AOAV has been working with partners in Sierra Leone since 2011. This programme builds on the Liberia programme, initiating a regional approach to programming in recognition of the cultural, social and economic links throughout the Mano River Union countries.
AOAV conducts programming in Sierra Leone in close partnership with the Sierra Leone Action Network on Small Arms (SLANSA) and the Sierra Leone National Commission on Small Arms (SLeNCSA).
AOAV began working with SLeNCSA in 2011 to facilitate the review and development of its National Action Plan on Small Arms and Light Weapons (SALW). This review ensured that the plan is in accordance with international and regional agreements and best practice. Following the adoption of the Sierra Leone Arms and Ammunition Act in August 2012, AOAV has been working with SLeNCSA to assist in the implementation of the Act. AOAV supported a sensitisation campaign of the Act in November 2012, which was undertaken jointly by SLeNCSA and SLANSA. This campaign was a first step to implementation and informed Government and civil society of their obligations under the new Act. AOAV continues to work with SLeNCSA in 2013 to design and implement a nationwide registration system for SALW.
In order to build a better understanding of armed violence in Sierra Leone, AOAV and SLANSA jointly conducted a baseline assessment of armed violence in Sierra Leone in 2012. This assessment provides insight into the perceptions and experiences of armed violence at a community level, and provides evidence for targeted policies and programmes that will effectively reduce the incidence and impact of armed violence, concentrating on highly affected areas. AOAV has plans to work with SLANSA to facilitate feasible alternative livelihoods for SALW manufacturers.
Sierra Leone is one of the smallest countries in Africa, with a long Atlantic coastline to the west, and bordered to the north by Guinea and by Liberia to the south-east. Together with Cote D’Ivoire, these four countries comprise the Mano River Union, whose goal is to foster economic cooperation among member countries.
Sierra Leone gained independence from Britain in 1961. This was followed by thirty years of one-party and military rule by the All People’s Congress, during which period the emphasis of the security forces was on supporting the regime, rather than state or human security. Greed and mismanagement of natural resources by successive governments led, by the 1980s, to the almost total collapse of state provision of public services.
Sierra Leone experienced a brutal ten-year civil war between 1991 and 2002. While there is much debate about the causes of the war, most agree that it is impossible to ignore the impact of the economic decline described above. It helped to create a large cohort of unemployed and barely literate young people in rural Sierra Leone, who were easily conscripted by both political and criminal organisations. Many commentators highlight the continuing presence of the drivers of the conflict in contemporary Sierra Leone.
It is estimated that approximately 460,000 people died as a result of the conflict (27,000 as a direct result of violence).

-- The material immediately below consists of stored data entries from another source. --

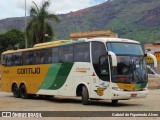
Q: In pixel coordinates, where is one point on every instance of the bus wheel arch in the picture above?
(82, 90)
(15, 90)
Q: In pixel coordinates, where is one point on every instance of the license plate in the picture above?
(133, 95)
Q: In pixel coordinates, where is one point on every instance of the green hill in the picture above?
(134, 19)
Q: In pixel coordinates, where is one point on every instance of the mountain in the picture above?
(133, 19)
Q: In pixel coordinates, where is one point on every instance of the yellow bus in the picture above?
(97, 68)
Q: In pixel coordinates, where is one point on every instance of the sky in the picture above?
(16, 8)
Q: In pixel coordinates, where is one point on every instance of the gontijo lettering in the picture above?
(28, 70)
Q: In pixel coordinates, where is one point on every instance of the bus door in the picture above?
(99, 76)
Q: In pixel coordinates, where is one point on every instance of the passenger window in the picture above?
(9, 60)
(52, 55)
(66, 53)
(98, 49)
(28, 58)
(40, 56)
(17, 59)
(82, 52)
(3, 60)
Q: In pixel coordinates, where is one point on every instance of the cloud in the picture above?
(16, 8)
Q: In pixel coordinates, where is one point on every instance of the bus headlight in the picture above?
(144, 89)
(117, 89)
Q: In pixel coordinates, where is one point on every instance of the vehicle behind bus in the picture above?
(96, 68)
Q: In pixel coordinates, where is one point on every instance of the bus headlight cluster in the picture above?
(117, 88)
(144, 89)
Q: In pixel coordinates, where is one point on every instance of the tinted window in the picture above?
(8, 59)
(125, 48)
(81, 52)
(3, 59)
(17, 59)
(40, 56)
(98, 49)
(52, 55)
(66, 53)
(28, 58)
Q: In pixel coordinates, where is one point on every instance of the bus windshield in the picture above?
(125, 48)
(131, 64)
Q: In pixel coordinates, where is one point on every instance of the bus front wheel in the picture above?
(15, 91)
(85, 95)
(23, 92)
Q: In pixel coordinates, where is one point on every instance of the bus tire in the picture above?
(85, 95)
(23, 92)
(15, 91)
(114, 102)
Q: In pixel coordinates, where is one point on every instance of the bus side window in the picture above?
(52, 55)
(28, 58)
(66, 53)
(3, 60)
(98, 49)
(55, 55)
(40, 56)
(82, 52)
(17, 59)
(9, 60)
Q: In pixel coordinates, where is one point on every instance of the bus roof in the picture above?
(66, 42)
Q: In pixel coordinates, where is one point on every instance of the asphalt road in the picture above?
(59, 103)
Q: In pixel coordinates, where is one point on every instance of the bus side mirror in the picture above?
(154, 58)
(114, 58)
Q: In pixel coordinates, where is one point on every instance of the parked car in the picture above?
(152, 73)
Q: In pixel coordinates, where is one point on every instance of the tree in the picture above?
(10, 39)
(38, 29)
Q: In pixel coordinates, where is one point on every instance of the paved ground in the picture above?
(9, 103)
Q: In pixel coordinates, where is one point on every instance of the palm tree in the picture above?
(38, 29)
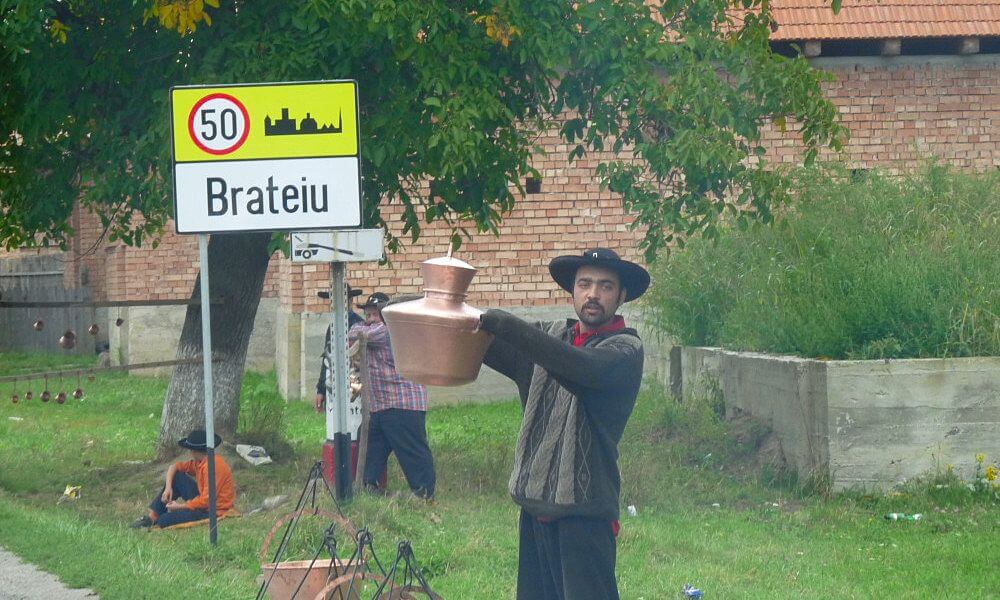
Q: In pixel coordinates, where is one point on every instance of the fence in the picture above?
(39, 278)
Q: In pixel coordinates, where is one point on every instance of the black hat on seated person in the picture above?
(196, 440)
(633, 277)
(377, 300)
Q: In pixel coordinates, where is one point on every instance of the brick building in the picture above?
(914, 79)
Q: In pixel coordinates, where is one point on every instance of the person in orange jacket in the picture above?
(184, 496)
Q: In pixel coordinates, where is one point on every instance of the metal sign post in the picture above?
(342, 415)
(262, 157)
(206, 357)
(336, 411)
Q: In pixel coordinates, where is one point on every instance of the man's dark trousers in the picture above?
(405, 433)
(184, 487)
(567, 559)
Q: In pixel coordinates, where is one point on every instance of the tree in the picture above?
(453, 91)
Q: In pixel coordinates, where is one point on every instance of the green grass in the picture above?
(861, 267)
(677, 461)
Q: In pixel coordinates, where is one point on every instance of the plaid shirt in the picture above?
(388, 388)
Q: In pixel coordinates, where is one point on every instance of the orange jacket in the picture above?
(225, 489)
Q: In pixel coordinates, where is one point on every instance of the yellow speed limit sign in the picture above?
(266, 157)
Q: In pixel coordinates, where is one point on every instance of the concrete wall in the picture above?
(891, 421)
(860, 423)
(151, 333)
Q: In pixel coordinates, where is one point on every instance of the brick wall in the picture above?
(901, 111)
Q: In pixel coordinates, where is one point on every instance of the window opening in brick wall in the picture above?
(989, 45)
(533, 185)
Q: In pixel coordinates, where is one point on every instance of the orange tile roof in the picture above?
(885, 19)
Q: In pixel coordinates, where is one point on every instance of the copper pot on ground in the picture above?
(436, 340)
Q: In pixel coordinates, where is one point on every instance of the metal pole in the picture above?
(336, 415)
(206, 355)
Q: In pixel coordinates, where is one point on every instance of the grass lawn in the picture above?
(704, 515)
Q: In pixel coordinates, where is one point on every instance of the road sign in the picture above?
(352, 245)
(266, 157)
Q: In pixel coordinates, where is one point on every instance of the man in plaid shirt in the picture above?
(398, 411)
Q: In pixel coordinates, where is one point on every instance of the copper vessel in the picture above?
(436, 340)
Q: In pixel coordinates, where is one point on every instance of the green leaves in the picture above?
(673, 103)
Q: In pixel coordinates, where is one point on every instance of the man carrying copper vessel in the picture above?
(578, 380)
(398, 421)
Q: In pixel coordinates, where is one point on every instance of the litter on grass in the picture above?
(255, 455)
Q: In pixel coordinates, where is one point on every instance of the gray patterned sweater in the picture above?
(576, 404)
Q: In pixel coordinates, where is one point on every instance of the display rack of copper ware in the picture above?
(436, 339)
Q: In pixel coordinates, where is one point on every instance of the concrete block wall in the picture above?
(868, 424)
(891, 421)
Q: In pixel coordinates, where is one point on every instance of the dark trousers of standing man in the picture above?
(405, 433)
(566, 559)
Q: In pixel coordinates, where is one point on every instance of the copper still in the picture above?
(436, 340)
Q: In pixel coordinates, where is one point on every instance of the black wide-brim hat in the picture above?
(376, 300)
(633, 277)
(196, 441)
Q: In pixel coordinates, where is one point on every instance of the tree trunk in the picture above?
(237, 266)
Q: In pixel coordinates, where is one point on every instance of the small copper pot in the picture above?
(436, 340)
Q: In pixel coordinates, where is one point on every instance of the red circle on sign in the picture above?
(236, 145)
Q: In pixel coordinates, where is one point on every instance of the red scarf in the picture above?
(580, 338)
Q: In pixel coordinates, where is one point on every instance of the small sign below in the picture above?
(349, 245)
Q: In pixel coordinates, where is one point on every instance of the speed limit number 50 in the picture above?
(219, 124)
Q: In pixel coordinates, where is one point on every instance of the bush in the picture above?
(861, 267)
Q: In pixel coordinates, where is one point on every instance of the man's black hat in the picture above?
(377, 300)
(634, 278)
(196, 441)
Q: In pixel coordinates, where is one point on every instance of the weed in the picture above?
(866, 268)
(262, 414)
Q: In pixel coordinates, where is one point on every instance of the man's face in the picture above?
(372, 315)
(597, 294)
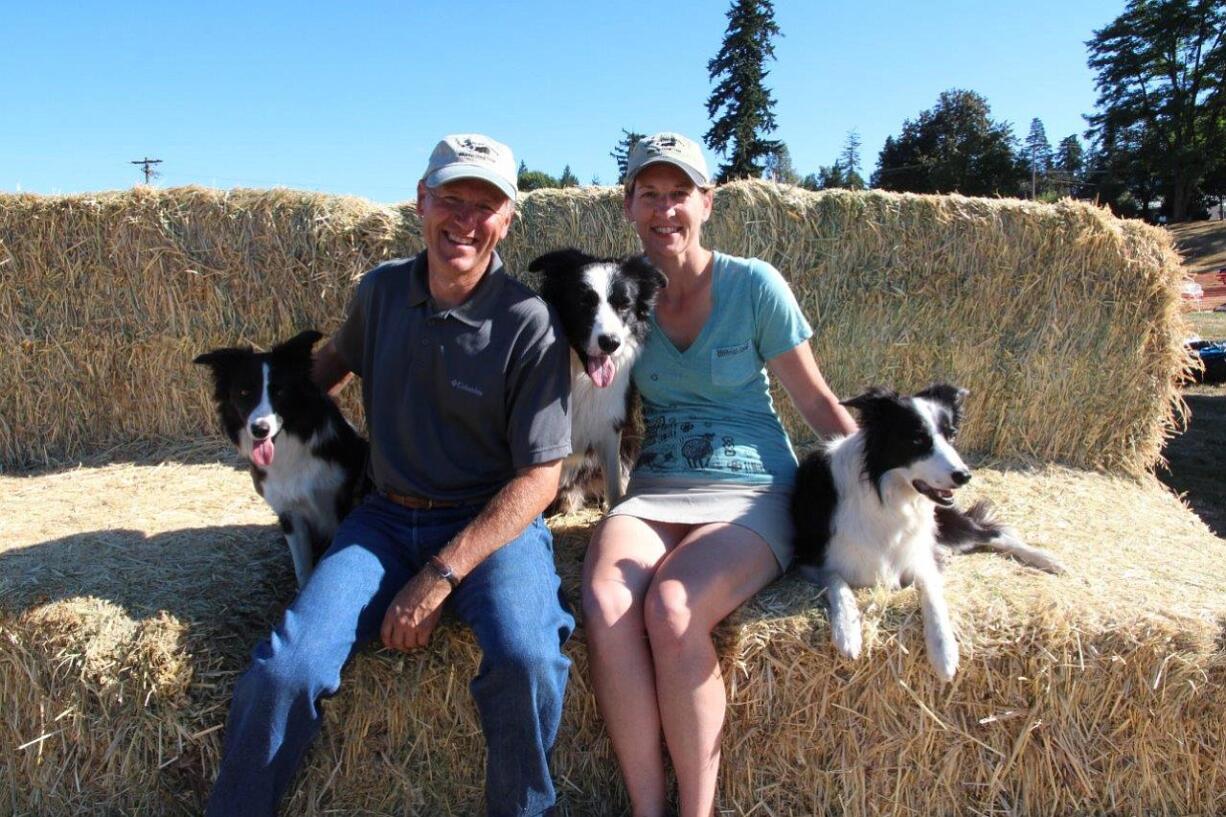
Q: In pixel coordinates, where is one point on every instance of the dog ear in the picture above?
(564, 260)
(639, 268)
(299, 345)
(871, 399)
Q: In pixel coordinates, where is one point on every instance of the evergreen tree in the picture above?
(954, 147)
(622, 152)
(1068, 167)
(1161, 81)
(779, 166)
(1039, 156)
(833, 177)
(741, 95)
(850, 162)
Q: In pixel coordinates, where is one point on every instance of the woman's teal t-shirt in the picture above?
(708, 412)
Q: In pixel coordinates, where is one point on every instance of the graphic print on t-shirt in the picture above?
(672, 445)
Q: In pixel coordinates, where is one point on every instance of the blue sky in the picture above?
(350, 98)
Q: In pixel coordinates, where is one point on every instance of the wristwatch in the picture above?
(445, 572)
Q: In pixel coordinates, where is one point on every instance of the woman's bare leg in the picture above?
(708, 575)
(620, 562)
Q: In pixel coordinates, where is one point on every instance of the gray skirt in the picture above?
(763, 509)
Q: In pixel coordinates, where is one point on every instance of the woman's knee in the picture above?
(609, 604)
(668, 613)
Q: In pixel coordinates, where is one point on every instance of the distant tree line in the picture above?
(1155, 146)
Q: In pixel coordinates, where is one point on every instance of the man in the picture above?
(465, 382)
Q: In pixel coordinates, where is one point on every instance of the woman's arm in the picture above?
(798, 372)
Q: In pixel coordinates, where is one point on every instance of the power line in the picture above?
(150, 173)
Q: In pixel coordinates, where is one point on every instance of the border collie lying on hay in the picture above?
(605, 306)
(307, 461)
(877, 508)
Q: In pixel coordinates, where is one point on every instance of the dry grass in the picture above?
(1063, 322)
(131, 594)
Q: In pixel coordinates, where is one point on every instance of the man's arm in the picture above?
(415, 611)
(329, 369)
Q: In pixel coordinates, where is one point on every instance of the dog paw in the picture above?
(944, 659)
(847, 638)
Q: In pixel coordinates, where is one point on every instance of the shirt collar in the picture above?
(479, 306)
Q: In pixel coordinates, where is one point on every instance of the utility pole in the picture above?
(150, 173)
(1034, 172)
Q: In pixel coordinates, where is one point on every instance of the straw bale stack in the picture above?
(1061, 319)
(131, 594)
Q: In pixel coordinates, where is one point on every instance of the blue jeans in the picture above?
(510, 600)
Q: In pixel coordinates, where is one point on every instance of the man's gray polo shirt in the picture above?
(457, 400)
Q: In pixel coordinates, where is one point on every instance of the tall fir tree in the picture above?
(1039, 156)
(953, 147)
(779, 166)
(849, 162)
(741, 106)
(1068, 167)
(1161, 81)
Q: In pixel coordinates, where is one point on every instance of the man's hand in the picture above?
(415, 611)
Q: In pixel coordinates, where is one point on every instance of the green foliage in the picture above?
(850, 162)
(741, 107)
(1161, 124)
(1068, 168)
(779, 166)
(954, 147)
(1037, 157)
(622, 151)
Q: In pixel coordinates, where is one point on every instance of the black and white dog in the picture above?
(877, 508)
(605, 306)
(307, 461)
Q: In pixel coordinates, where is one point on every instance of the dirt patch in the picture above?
(1195, 458)
(1203, 244)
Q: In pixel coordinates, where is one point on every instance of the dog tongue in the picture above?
(600, 369)
(261, 453)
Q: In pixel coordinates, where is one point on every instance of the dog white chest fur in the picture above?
(600, 411)
(884, 540)
(300, 487)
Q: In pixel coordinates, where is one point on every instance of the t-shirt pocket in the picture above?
(733, 364)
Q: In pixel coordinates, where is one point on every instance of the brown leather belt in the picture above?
(421, 503)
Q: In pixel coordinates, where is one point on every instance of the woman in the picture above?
(705, 523)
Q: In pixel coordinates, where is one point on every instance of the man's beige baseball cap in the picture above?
(674, 150)
(472, 156)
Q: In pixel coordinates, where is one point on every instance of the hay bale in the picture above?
(126, 610)
(1062, 320)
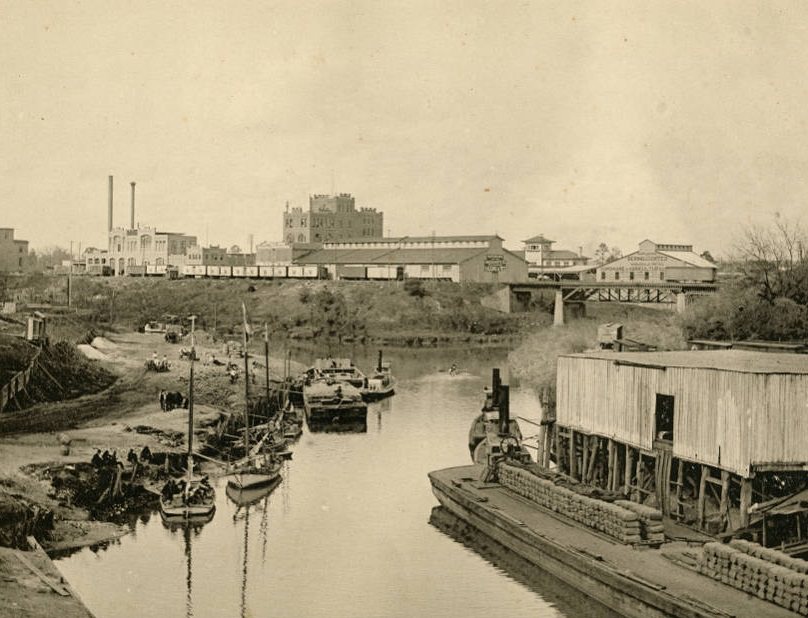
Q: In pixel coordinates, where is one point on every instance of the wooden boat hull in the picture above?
(250, 495)
(497, 514)
(376, 395)
(252, 480)
(187, 512)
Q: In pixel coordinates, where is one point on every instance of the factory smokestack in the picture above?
(109, 210)
(132, 221)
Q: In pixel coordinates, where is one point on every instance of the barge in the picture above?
(327, 403)
(623, 540)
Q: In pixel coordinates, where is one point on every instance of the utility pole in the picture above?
(69, 276)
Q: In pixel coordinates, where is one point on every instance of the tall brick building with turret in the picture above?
(331, 218)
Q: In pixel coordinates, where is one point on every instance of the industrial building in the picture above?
(451, 258)
(13, 252)
(658, 262)
(331, 218)
(269, 253)
(143, 250)
(700, 434)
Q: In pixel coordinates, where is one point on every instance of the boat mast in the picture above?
(266, 361)
(191, 408)
(246, 388)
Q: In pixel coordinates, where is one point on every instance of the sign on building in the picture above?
(495, 263)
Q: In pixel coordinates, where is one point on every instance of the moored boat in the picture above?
(590, 538)
(190, 499)
(260, 466)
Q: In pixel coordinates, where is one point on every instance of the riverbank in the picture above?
(123, 416)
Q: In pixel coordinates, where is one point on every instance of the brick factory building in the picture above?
(331, 218)
(13, 253)
(451, 258)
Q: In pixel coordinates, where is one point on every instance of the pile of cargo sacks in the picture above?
(622, 520)
(767, 573)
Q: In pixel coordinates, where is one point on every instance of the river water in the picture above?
(347, 532)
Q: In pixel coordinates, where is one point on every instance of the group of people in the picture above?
(107, 458)
(196, 494)
(158, 364)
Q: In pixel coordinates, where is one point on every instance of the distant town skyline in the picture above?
(677, 121)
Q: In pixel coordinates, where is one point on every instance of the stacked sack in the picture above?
(618, 522)
(767, 573)
(651, 525)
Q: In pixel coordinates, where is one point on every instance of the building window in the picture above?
(664, 417)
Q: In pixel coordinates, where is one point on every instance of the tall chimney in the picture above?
(132, 221)
(109, 210)
(504, 410)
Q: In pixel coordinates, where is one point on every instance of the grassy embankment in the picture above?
(534, 361)
(394, 313)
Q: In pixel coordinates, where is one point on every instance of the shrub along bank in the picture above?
(362, 310)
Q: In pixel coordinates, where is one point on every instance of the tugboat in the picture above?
(327, 402)
(610, 548)
(380, 383)
(190, 499)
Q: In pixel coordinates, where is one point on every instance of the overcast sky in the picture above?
(586, 122)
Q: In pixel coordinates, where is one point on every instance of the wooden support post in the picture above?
(724, 498)
(680, 478)
(573, 455)
(593, 458)
(746, 501)
(559, 455)
(705, 471)
(584, 456)
(629, 470)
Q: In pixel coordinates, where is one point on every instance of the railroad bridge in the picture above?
(576, 292)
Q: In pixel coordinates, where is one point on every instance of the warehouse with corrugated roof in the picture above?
(658, 262)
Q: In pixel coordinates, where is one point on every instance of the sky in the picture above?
(586, 122)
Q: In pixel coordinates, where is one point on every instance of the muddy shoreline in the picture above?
(123, 416)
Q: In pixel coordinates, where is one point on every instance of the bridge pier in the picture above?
(558, 309)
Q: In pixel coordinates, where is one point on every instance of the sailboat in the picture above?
(260, 467)
(189, 498)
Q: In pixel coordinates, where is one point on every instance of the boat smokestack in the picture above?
(132, 217)
(496, 383)
(109, 207)
(504, 410)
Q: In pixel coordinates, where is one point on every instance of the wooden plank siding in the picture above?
(728, 419)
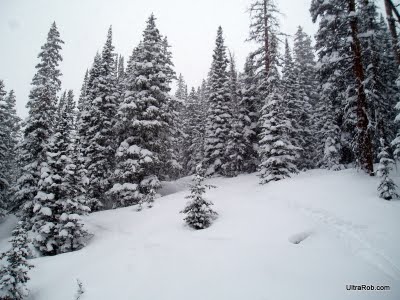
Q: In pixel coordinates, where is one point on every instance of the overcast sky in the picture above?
(190, 26)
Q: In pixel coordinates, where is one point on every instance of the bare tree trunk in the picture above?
(363, 135)
(389, 7)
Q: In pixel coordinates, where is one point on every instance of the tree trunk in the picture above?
(365, 151)
(266, 39)
(392, 28)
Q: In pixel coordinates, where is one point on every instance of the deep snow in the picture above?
(302, 238)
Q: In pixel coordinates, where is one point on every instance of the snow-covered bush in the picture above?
(15, 267)
(199, 215)
(386, 187)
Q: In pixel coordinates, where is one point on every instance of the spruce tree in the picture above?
(264, 25)
(249, 114)
(57, 208)
(39, 124)
(277, 153)
(193, 145)
(386, 187)
(4, 151)
(14, 272)
(199, 214)
(83, 123)
(237, 140)
(219, 117)
(102, 106)
(335, 109)
(145, 122)
(305, 71)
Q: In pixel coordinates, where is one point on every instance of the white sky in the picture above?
(190, 26)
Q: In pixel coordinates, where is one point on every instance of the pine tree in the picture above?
(102, 104)
(219, 117)
(296, 106)
(237, 140)
(249, 114)
(380, 70)
(145, 122)
(264, 27)
(386, 187)
(199, 214)
(39, 125)
(57, 208)
(10, 139)
(181, 91)
(4, 152)
(14, 272)
(83, 123)
(277, 153)
(193, 144)
(335, 109)
(305, 73)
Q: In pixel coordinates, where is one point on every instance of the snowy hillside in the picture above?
(302, 238)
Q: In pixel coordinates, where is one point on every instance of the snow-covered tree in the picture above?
(248, 114)
(4, 152)
(335, 105)
(277, 154)
(145, 122)
(40, 122)
(305, 73)
(296, 105)
(219, 117)
(102, 105)
(264, 27)
(15, 267)
(380, 70)
(193, 122)
(83, 135)
(386, 187)
(181, 91)
(237, 139)
(57, 209)
(199, 214)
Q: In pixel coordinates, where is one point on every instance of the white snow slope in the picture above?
(345, 235)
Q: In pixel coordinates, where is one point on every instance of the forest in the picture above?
(325, 102)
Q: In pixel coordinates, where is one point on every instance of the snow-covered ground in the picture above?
(302, 238)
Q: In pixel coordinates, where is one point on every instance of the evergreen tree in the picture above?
(56, 222)
(264, 27)
(85, 115)
(145, 122)
(237, 140)
(102, 104)
(14, 272)
(277, 153)
(304, 69)
(199, 214)
(10, 139)
(39, 125)
(193, 144)
(249, 114)
(296, 106)
(386, 187)
(335, 109)
(380, 71)
(219, 117)
(4, 180)
(181, 91)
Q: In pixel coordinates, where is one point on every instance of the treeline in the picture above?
(329, 106)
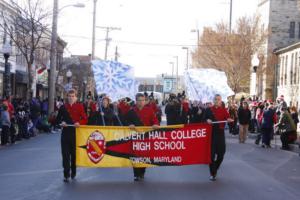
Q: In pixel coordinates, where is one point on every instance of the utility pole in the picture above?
(177, 78)
(94, 30)
(53, 57)
(116, 54)
(107, 39)
(187, 57)
(230, 17)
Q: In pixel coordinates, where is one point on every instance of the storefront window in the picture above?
(1, 84)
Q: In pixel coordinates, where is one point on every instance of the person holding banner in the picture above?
(217, 116)
(70, 116)
(141, 115)
(104, 116)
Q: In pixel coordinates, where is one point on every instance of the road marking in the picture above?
(31, 172)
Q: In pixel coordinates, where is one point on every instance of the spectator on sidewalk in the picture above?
(294, 114)
(5, 119)
(287, 128)
(268, 120)
(233, 129)
(244, 116)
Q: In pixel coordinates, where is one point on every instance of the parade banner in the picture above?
(114, 79)
(102, 146)
(203, 84)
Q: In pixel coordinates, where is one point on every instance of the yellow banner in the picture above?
(104, 146)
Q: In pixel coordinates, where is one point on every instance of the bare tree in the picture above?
(231, 52)
(27, 27)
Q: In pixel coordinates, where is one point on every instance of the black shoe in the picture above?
(142, 176)
(212, 178)
(73, 176)
(66, 180)
(285, 148)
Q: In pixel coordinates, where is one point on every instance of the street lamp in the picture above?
(6, 49)
(53, 51)
(84, 88)
(69, 75)
(187, 57)
(198, 40)
(255, 64)
(172, 63)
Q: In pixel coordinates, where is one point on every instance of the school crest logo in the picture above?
(96, 147)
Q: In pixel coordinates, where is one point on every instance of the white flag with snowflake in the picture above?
(114, 79)
(204, 83)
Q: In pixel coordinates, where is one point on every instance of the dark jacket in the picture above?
(244, 116)
(197, 115)
(268, 119)
(172, 111)
(96, 118)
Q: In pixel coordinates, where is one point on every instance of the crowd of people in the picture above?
(24, 119)
(267, 119)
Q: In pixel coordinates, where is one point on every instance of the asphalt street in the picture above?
(32, 170)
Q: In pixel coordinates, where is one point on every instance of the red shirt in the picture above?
(185, 106)
(76, 112)
(153, 106)
(10, 108)
(124, 108)
(146, 115)
(220, 114)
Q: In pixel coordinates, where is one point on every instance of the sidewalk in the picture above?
(276, 143)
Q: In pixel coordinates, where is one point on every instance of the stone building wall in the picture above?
(277, 16)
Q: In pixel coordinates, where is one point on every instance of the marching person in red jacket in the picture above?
(217, 113)
(72, 113)
(141, 115)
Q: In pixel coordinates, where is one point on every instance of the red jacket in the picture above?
(76, 112)
(123, 108)
(220, 114)
(146, 115)
(185, 106)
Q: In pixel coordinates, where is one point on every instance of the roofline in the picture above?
(287, 48)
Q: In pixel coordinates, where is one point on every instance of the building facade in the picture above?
(281, 18)
(19, 70)
(288, 79)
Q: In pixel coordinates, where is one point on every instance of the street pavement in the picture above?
(31, 170)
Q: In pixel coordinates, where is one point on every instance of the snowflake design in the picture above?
(203, 84)
(114, 79)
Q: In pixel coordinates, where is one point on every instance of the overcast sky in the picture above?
(153, 31)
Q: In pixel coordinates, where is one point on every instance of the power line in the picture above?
(153, 44)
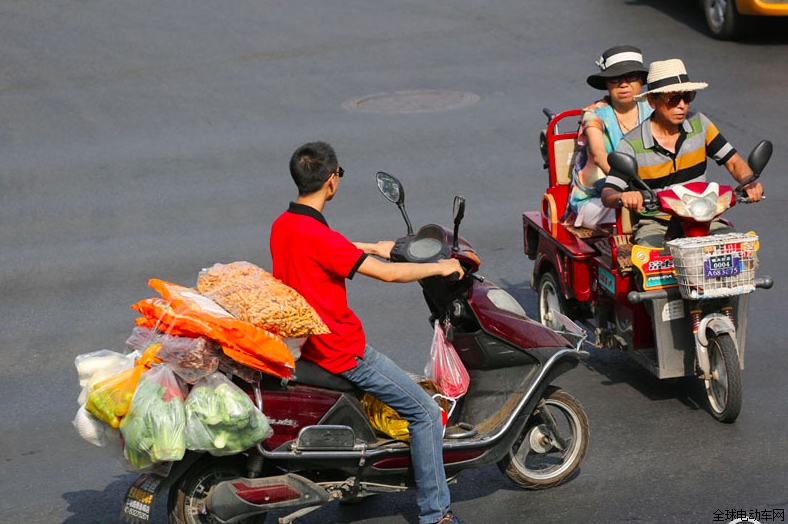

An additional 4,000 people had their limbs deliberately amputated, and 215,000-257,000 women may have been victims of sexual violence.
The war was enormously destructive to a country already in economic and social crisis, destroying infrastructure and government services, especially in rural areas. However, Sierra Leone has made substantial progress in the eleven years since the war ended, including improvements to life expectancy at birth, under-five mortality rate, and GDP. In 2012 Sierra Leone held its third peaceful election since the end of the war.